Евгеша кивнул, развернулся и пошел к автобусной остановке, сгорбившись, как будто нес что-то тяжелое. А Аленка, перебежав площадь, уложила букетик на столбик забора и забыла про него уже через секунду.
…
- Ты, детка, посиди здесь, в коридорчики, на откладном. Я там, на твоем месте инвалида уложила, ему до Москвы, а тебе ехать пару часов. А то купили ему в плацкарте, да на боковом, а у него от шума голова лопается. А хочешь, я тебя на его место отведу?
Толстенькая, как шарик, смешливая проводница лепетала ласково быстрые слова, потряхивала длинными сережками с голубыми камешками, сверкала глазами. И Аленка согласилась, и правда - человек нездоровый, а она и тут, в коридорчике пристроится… Доедет, что там…
Но круглая проводница не унималась, шебаршила ручками, как мушка, подталкивала Аленку в сторону своего купе
- А лучше ко мне пойдем. Я тебе чайку налью, ты как раз к своей остановке и допьешь. Пошли, не стой.
Проводница и правда налила Аленке стакан чая, развернула пачку печенья, открыла коробку с рафинадом.

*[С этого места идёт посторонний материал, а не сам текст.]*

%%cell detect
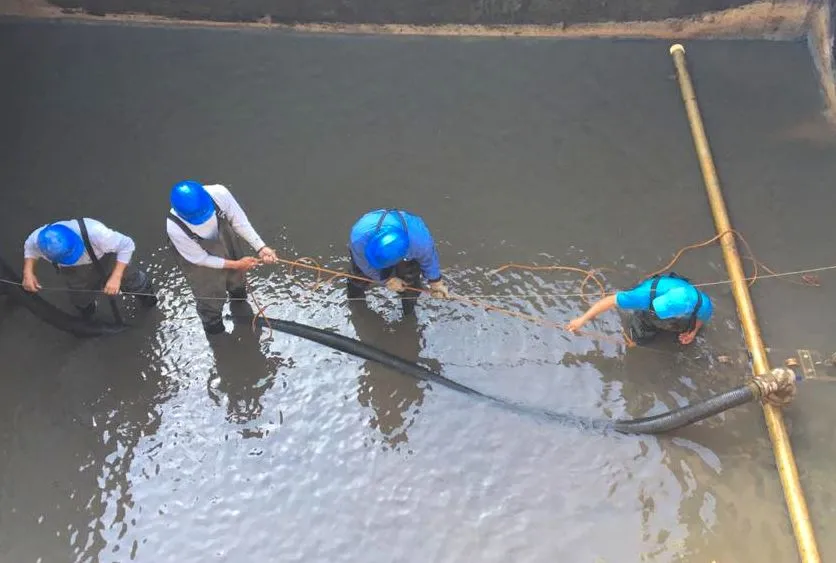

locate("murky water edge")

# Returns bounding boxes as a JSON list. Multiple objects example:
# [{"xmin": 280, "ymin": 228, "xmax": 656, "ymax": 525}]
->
[{"xmin": 0, "ymin": 19, "xmax": 836, "ymax": 561}]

- Ты пей, я сейчас. Работа у меня.
Шарик укатился, а Аленка, со вкусом прихлебнув сладким чаем сдобное печенье, достала из кармана сверток, который ей дала бабушка, аккуратно развернула на столике.

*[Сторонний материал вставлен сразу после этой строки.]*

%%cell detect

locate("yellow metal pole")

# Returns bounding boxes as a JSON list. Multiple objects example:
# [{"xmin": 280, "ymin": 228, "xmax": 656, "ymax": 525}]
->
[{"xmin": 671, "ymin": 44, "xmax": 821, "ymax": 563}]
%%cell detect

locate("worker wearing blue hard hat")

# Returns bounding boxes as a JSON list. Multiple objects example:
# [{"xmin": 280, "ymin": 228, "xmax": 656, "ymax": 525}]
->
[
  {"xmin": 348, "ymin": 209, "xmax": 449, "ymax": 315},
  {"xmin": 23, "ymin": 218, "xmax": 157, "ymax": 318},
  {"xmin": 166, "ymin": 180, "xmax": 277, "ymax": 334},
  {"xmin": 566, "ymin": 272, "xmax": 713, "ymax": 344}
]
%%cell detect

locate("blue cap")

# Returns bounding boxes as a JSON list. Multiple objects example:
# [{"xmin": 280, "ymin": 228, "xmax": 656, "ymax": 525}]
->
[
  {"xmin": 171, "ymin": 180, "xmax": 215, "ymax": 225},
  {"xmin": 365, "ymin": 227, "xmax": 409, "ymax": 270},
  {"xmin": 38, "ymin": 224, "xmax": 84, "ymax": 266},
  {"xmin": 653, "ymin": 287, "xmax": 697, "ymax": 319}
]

В крошечном бархатном мешочке лежали сережки. Небольшие, овальные, как будто надутые изнутри, с выпуклыми цветочками с синим камушком- серединкой, они казались нежными, скромными, но при этом были шикарными. Аленка тихонько погладила их кончиками пальцев, потом прикрыла ладошкой и поняла, что в свертке есть что-то еще. Да не маленькое, весомое, наверное Аленка не заметила это сразу от волнения. В плотной бумаге была завернута красивая коробочка. А в ней - на шелковом кусочке ткани красовался флакон. И сквозь его таинственное, чуть переливающееся в мутноватом свете купе содержимое просвечивали цветы нарцисса.
- Ого! Самовары - сережки то! Сама мечтаю о таких, только с листиками. Красивые…Дашь померить?
Время пролетело незаметно, не успела Аленка оглянуться, как поезд притормозил у знакомой станции. И дальние тополя стояли, как солдаты, охраняя покой родного села.